12. Darren Aronfrosky

Recurring Elements: disturbing images, hallucinations, obsession, masochism

Best Films: Pi, Requiem For A Dream, The Wrestler, Black Swan

Comment: Aronfrosky would crack the top 10 if it weren’t for The Fountain and some queasy, seasick feelings of trepidation for the upcoming Noah's Ark. The question remains if he can make a great film without creeping everyone the hell out.


13. Clint Eastwood

Recurring Elements: period pieces, reluctant heroes, patriotism, curmudgeondry

Best Films: Unforgiven, Million Dollar Baby, Letters From Iwo Jima, Gran Turino

Comment: Still one of the best and most dedicated directors, also the first and only of his kind to make a beautiful and poetic war film from the enemy's POV (Iwo Jima).

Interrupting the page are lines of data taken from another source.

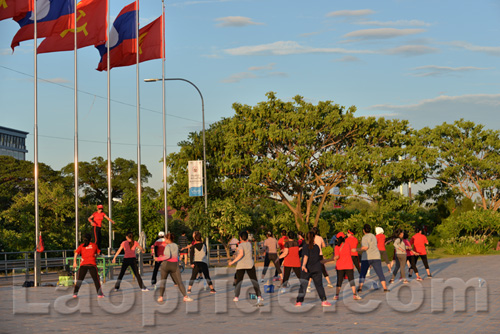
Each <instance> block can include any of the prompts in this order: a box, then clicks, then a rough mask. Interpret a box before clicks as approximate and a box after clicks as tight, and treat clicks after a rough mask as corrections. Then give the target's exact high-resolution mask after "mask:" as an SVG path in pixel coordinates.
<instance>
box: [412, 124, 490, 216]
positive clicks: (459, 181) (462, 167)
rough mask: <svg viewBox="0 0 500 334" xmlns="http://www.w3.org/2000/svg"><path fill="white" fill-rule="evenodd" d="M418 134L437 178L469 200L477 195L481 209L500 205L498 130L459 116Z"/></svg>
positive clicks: (425, 153)
mask: <svg viewBox="0 0 500 334" xmlns="http://www.w3.org/2000/svg"><path fill="white" fill-rule="evenodd" d="M419 136H420V138H421V142H422V143H423V145H425V146H427V147H428V149H427V152H426V153H425V154H426V155H427V156H429V157H430V159H429V160H428V163H429V164H430V171H431V172H433V173H434V175H435V176H434V177H435V178H436V179H437V180H439V181H440V182H442V183H444V184H446V185H447V186H448V187H451V188H454V189H455V190H456V191H459V192H460V193H462V194H463V196H465V197H467V198H469V199H471V200H472V199H473V198H476V197H479V199H480V201H479V205H480V206H481V207H482V208H483V209H484V210H493V211H497V210H498V209H499V208H500V196H499V191H498V189H500V131H498V130H497V131H493V130H487V129H484V126H483V125H476V124H474V123H473V122H470V121H464V120H463V119H461V120H459V121H455V122H454V123H453V124H447V123H443V124H442V125H440V126H436V127H435V128H434V129H429V128H424V129H422V130H421V131H420V132H419Z"/></svg>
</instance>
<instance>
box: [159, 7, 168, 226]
mask: <svg viewBox="0 0 500 334" xmlns="http://www.w3.org/2000/svg"><path fill="white" fill-rule="evenodd" d="M161 5H162V6H161V7H162V8H161V15H162V18H161V31H162V44H163V45H162V48H163V49H162V50H163V57H162V60H161V69H162V70H161V75H162V76H161V78H162V81H161V82H162V86H161V87H162V89H161V91H162V103H163V104H162V115H163V202H164V211H165V233H168V201H167V128H166V113H165V57H166V53H165V0H162V1H161Z"/></svg>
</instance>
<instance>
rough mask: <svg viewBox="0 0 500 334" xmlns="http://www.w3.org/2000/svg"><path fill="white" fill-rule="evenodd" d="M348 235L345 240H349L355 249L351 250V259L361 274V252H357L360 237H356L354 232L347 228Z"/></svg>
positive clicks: (355, 266)
mask: <svg viewBox="0 0 500 334" xmlns="http://www.w3.org/2000/svg"><path fill="white" fill-rule="evenodd" d="M347 235H348V237H347V239H346V240H345V241H347V242H348V243H349V245H350V246H351V249H353V251H351V259H352V263H353V264H354V266H355V267H356V269H357V270H358V274H359V272H360V271H361V265H360V264H359V254H358V252H356V248H358V244H359V241H358V239H356V237H355V236H354V232H352V231H351V230H347Z"/></svg>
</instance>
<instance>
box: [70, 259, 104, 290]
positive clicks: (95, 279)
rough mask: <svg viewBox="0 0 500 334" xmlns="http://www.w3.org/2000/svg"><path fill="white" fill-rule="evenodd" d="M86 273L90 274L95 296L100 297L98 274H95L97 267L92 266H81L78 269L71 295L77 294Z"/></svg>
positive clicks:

While he may be getting to the final stages of his career, 2014’s Jersey Boys plus another film or two after that is a reasonable assumption.


14. Alfonso Cuaron

Recurring Elements -  classism, journeys, lost innocence, self-sacrifice

Best Films - Y Tu Mama Tambien, Children of Men, Gravity

Comment - one of the hardest premium directors to pin down artistically. Cuaron has a grab bag full of good to great films under his belt, including Prisoner of Azkaban, the best film in the Harry Potter octology. With this year's Gravity and the dystopian scorcher Children of Men before it, Cuaron is leaning more and more to the sci-fi genre. Here's hoping he never takes 7 years between film releases again.


15. Terrence Malick

Recurring Elements: naturalism, voiceover, heartbreak, proprietary film syntax

Best Films: Badlands, Days of Heaven, The Thin Red Line, The Tree of Life

Comment: Should have the same notoriety as Spielberg and Scorsese but is marginalizing himself and rapidly becoming more obtuse, rigidly making the same movie 4 times in a row now with varying degrees of success. We will see if he can right the ship with the upcoming Knight of Cups and Lawless (working title).


16. David Fincher

Recurring Elements - new noir, counterculture, testosterone, s/m violence

Best Films: Seven, The Game, Zodiac, The Social Network, 

Comment: Having never directed a "bad movie" in our estimation, Fincher has an impressive resume but gets knocked down a few pegs as he is not involved in the writing process for his films. Fincher’s name is on some of the most gratuitous mainstream entertainment of the last 20 years, therefore he would do well to put spec scripts about ponies and dandelions on the top of the pile.


17. David O. Russell

Recurring Elements: mental illness, family matters, happy endings

Best Films: Three Kings, I Heart Huckabees, The Fighter, The Silver Linings Playbook

Comment: The man who got into fisticuffs with George Clooney on the set of Three Kings may only need to look inward for his stories of psychosis and pathological behavior. Russell is great with dialogue and has many of the most repeatedly watchable films on this list. Also, give I Heart Huckabees another try.


18. Sofia Coppola

Recurring elements: wayward youth, upper class malaise, celebrity worship

Best Films: Lost in Translation, The Virgin Suicides

Comment: given her background, stories about the pitfalls of the rich and famous probably come fairly easily, and that’s only a half dig at the recent films of her father. Hopefully, Coppola branches out of this comfort zone soon, as The Bling Ring was too stuffy and not nearly as fun as it could have been.


19. Jeff Nichols

Recurring elements: southern gothic narrative, economic strife, failing parents, Michael Shannon

Best Films: Shotgun Stories, Take Shelter, Mud

Comment: The endings of each of Nichols' three films are each film's weakest link, especially in Mud, where so much momentum was lost in the final few moments. Also, he can't quit Michael Shannon.


20. Sarah Polley

Recurring Elements: honest sexuality, love's limitations, decaying relationships

Best Films: Away From Her, Take This Waltz,  Stories We Tell

Comment: the girl from Go! always gets great performances from her actors, including her father (actually both of them) in Stories We Tell. As she's only 34, expect to see much more from her.